(Python) Counting lines in a huge (>10GB) file as fast as possible [duplicate]

Asked 9/3, 2012 at 5:5 Answered 6/12, 2016 at 21:21

I have a really simple script right now that counts lines in a text file using enumerate():

i = 0
f = open("C:/Users/guest/Desktop/file.log", "r")
for i, line in enumerate(f):
      pass
print i + 1
f.close()

This takes around 3 and a half minutes to go through a 15GB log file with ~30 million lines. It would be great if I could get this under two minutes or less, because these are daily logs and we want to do a monthly analysis, so the code will have to process 30 logs of ~15GB - more than one and a half hour possibly, and we'd like to minimise the time & memory load on the server.

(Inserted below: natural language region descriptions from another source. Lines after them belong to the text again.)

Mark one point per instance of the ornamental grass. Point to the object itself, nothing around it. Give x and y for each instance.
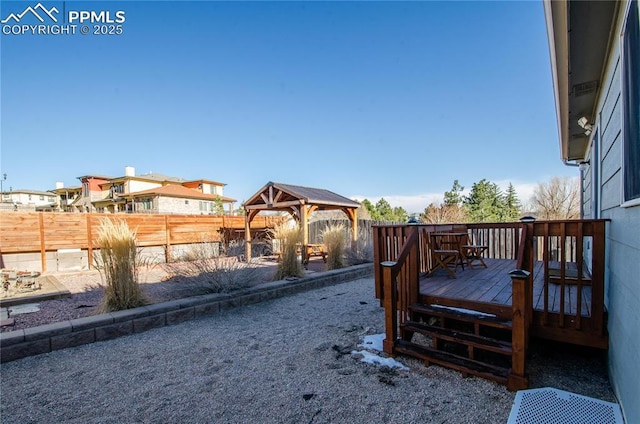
(118, 266)
(290, 240)
(334, 239)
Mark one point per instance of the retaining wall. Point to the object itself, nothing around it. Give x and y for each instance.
(61, 335)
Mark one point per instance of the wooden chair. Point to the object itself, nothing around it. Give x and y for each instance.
(444, 257)
(473, 253)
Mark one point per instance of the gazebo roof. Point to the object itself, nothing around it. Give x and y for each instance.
(278, 196)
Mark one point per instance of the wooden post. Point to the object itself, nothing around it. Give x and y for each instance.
(43, 251)
(304, 222)
(89, 241)
(247, 234)
(390, 304)
(167, 234)
(517, 379)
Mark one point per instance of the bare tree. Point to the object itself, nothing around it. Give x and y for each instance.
(444, 214)
(558, 198)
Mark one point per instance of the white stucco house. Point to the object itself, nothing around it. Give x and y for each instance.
(595, 60)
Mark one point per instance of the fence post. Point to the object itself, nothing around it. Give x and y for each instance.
(521, 304)
(89, 241)
(43, 250)
(390, 300)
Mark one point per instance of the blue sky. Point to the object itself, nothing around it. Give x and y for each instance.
(367, 99)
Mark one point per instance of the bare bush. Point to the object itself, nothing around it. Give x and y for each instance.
(361, 251)
(208, 272)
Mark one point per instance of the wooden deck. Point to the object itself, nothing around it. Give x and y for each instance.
(489, 289)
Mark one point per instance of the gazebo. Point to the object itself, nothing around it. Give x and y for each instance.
(300, 202)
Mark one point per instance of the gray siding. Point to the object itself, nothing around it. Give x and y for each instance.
(623, 245)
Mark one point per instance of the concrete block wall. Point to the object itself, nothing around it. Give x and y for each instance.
(61, 335)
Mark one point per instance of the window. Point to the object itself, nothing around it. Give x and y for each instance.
(631, 102)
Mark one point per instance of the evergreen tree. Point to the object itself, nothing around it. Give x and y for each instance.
(400, 215)
(373, 213)
(485, 202)
(454, 197)
(384, 210)
(513, 207)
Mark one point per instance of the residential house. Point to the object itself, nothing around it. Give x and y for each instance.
(28, 200)
(151, 193)
(595, 58)
(66, 197)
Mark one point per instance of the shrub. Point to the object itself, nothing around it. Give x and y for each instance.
(290, 239)
(118, 266)
(334, 239)
(208, 272)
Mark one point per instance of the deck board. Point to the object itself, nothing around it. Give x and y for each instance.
(493, 285)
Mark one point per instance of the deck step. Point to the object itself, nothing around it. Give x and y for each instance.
(443, 312)
(477, 341)
(449, 360)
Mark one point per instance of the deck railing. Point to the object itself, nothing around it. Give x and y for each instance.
(569, 254)
(573, 262)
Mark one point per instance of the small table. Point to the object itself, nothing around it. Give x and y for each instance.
(447, 251)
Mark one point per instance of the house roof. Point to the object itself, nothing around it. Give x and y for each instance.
(173, 190)
(27, 191)
(204, 182)
(100, 177)
(579, 34)
(278, 195)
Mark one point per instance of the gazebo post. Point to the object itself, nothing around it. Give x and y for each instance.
(353, 216)
(304, 212)
(247, 235)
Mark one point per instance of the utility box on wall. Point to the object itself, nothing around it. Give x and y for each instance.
(72, 260)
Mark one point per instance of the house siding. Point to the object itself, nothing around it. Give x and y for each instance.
(177, 205)
(623, 243)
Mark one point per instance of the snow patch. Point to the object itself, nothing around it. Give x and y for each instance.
(374, 343)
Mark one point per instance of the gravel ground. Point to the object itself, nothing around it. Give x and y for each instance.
(282, 361)
(157, 283)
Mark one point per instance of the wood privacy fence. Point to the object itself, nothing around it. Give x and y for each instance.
(29, 232)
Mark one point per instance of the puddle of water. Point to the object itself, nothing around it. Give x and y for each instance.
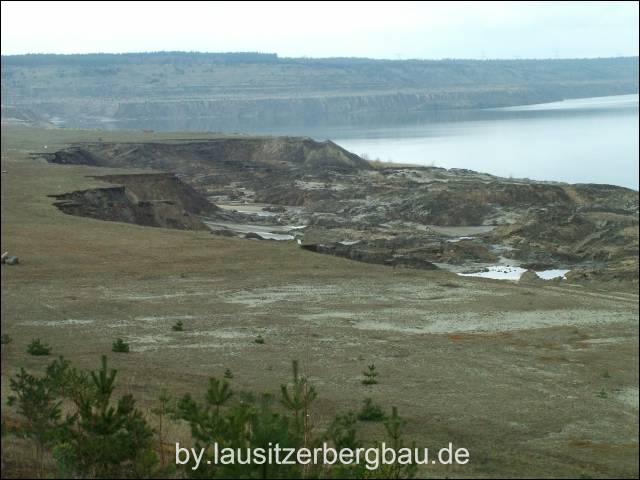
(58, 323)
(274, 236)
(505, 272)
(154, 318)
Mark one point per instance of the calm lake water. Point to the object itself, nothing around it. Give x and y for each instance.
(593, 140)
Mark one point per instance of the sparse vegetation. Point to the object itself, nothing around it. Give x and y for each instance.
(370, 412)
(101, 437)
(38, 348)
(178, 326)
(120, 346)
(370, 375)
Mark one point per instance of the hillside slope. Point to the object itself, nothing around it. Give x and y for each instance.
(191, 91)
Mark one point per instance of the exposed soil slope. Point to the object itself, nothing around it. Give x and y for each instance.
(415, 216)
(155, 200)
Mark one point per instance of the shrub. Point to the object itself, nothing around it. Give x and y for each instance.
(120, 346)
(36, 347)
(370, 375)
(370, 412)
(178, 327)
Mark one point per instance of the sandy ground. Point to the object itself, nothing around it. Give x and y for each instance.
(533, 380)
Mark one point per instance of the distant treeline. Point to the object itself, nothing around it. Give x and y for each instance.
(104, 59)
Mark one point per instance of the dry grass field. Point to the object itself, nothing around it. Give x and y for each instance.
(534, 380)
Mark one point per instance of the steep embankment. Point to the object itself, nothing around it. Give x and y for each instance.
(405, 216)
(155, 200)
(190, 91)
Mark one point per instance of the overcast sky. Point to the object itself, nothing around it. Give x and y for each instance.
(327, 29)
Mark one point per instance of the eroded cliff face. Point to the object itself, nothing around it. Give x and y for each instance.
(200, 92)
(155, 200)
(409, 216)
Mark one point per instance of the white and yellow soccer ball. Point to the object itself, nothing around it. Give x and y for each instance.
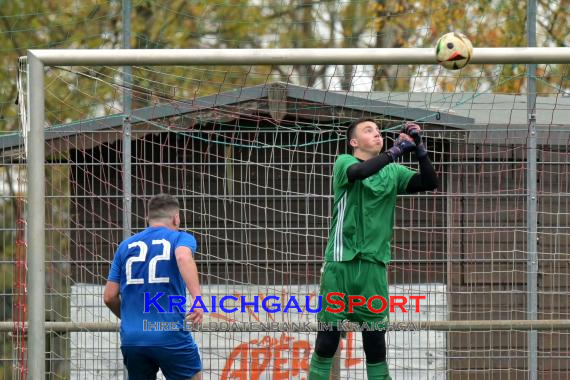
(453, 51)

I would also settle for a good approximation/estimation method, but it needs to be about 4 sig fig accurate...

Thank you!

Forge answered 9/3, 2012 at 5:5 Comment(4)

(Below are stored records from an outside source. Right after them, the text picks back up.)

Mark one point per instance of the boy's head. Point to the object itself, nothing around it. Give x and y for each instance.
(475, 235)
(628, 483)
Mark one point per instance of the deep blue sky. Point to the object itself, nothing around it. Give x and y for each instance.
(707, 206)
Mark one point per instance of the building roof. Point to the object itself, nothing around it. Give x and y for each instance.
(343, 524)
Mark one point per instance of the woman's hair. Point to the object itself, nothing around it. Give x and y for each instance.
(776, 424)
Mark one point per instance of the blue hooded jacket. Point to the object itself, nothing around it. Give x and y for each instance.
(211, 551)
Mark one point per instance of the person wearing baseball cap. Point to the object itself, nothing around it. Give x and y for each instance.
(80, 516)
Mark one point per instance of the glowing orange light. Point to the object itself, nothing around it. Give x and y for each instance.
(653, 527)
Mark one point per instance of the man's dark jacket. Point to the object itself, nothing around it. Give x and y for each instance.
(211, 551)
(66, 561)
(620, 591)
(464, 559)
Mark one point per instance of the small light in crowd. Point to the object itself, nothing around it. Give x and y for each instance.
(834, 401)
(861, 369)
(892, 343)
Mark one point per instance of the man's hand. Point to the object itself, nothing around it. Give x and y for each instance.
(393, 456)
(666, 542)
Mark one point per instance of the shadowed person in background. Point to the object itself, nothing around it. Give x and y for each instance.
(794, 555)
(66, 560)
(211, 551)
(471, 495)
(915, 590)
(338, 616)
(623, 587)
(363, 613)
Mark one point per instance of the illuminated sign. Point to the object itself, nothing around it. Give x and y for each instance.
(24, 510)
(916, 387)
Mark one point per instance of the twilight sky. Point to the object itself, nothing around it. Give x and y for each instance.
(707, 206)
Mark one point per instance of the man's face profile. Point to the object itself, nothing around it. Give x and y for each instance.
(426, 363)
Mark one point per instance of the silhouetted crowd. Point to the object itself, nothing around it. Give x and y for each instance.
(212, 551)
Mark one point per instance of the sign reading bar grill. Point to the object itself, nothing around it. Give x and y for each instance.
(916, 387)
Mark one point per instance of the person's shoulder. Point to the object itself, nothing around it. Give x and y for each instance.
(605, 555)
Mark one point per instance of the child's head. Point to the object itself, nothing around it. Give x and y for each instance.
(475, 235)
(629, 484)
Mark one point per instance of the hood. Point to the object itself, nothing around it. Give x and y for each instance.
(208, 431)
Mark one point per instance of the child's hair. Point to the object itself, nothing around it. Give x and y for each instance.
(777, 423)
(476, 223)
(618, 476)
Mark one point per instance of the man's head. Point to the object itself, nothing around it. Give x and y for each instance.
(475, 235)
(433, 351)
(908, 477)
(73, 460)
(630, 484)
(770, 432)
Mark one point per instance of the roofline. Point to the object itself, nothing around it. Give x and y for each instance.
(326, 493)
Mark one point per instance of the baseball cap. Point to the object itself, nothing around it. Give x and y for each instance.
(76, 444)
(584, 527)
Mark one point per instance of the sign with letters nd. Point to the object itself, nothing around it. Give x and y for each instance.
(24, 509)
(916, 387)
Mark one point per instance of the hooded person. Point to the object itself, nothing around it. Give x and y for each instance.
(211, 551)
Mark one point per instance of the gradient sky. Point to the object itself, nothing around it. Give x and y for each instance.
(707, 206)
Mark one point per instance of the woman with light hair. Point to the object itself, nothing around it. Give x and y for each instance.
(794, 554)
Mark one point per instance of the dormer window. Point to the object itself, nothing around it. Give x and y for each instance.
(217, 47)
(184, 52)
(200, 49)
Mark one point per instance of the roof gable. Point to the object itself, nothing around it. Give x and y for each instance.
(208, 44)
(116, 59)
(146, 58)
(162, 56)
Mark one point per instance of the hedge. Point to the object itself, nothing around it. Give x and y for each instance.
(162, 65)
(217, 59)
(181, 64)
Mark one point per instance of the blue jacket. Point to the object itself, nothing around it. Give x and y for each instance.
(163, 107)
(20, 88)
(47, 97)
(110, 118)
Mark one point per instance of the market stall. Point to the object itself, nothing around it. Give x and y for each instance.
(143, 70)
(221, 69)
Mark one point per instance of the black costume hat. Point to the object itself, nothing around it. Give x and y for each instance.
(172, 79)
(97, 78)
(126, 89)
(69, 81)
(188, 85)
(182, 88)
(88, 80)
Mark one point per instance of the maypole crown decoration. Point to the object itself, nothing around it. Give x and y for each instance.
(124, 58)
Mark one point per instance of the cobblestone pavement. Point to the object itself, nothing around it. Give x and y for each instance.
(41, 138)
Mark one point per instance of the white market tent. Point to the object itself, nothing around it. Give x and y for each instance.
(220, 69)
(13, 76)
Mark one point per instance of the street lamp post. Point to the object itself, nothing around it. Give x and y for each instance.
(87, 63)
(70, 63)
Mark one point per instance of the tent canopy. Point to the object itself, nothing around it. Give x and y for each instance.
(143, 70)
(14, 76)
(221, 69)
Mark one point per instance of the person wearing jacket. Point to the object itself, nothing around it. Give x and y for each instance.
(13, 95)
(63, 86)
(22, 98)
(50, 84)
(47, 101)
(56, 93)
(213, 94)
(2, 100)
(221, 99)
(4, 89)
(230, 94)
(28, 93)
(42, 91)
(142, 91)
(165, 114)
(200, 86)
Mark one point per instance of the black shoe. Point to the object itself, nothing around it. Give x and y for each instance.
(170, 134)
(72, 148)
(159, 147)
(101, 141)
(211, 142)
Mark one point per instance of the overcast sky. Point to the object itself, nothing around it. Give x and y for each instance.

In general it would probably be faster to treat the file as binary data, read through it in reasonably-sized chunks (say, 4KB at a time), and count the \n characters in each chunk as you go. – Flavius 9/3, 2012 at 5:11

This is not better performing than your naive solution, but fyi the pythonic way to write what you have here would be simply with open(fname) as f: print sum(1 for line in f) – Pewee 9/3, 2012 at 5:37

aroth: Thanks for the tip, I should look into that. wim: great, thanks, that's much shorter... – Forge 9/3, 2012 at 5:43

Take a look at rawbigcount at Michael Bacon's answer. It may be helpful you! – Unmake 3/2, 2016 at 13:20

Ignacio's answer is correct, but might fail if you have a 32 bit process.

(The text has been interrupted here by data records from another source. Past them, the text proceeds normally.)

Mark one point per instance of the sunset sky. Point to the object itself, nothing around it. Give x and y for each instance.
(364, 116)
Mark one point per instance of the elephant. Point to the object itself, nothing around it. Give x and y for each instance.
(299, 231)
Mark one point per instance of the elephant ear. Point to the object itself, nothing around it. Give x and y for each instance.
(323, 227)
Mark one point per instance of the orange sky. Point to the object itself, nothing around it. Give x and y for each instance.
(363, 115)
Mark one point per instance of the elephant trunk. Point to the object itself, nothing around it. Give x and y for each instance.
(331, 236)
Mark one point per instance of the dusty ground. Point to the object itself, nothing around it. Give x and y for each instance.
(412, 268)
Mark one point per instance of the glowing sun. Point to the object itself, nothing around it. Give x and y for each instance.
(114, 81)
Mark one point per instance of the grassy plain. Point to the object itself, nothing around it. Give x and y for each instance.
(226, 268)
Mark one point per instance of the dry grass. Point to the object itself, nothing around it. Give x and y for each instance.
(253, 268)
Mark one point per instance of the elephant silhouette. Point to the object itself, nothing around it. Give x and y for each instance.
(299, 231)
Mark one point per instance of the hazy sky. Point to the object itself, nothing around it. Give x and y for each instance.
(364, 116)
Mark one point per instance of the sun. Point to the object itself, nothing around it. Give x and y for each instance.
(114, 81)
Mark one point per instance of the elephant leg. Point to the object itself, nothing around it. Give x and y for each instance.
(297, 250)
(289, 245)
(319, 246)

But maybe it could be useful to read the file block-wise and then count the \n characters in each block.

def blocks(files, size=65536):
    while True:
        b = files.read(size)
        if not b: break
        yield b

with open("file", "r") as f:
    print sum(bl.count("\n") for bl in blocks(f))

will do your job.

Note that I don't open the file as binary, so the \r\n will be converted to \n, making the counting more reliable.

For Python 3, and to make it more robust, for reading files with all kinds of characters:

def blocks(files, size=65536):
    while True:
        b = files.read(size)
        if not b: break
        yield b

with open("file", "r",encoding="utf-8",errors='ignore') as f:
    print (sum(bl.count("\n") for bl in blocks(f)))

Monecious answered 9/3, 2012 at 9:24 Comment(6)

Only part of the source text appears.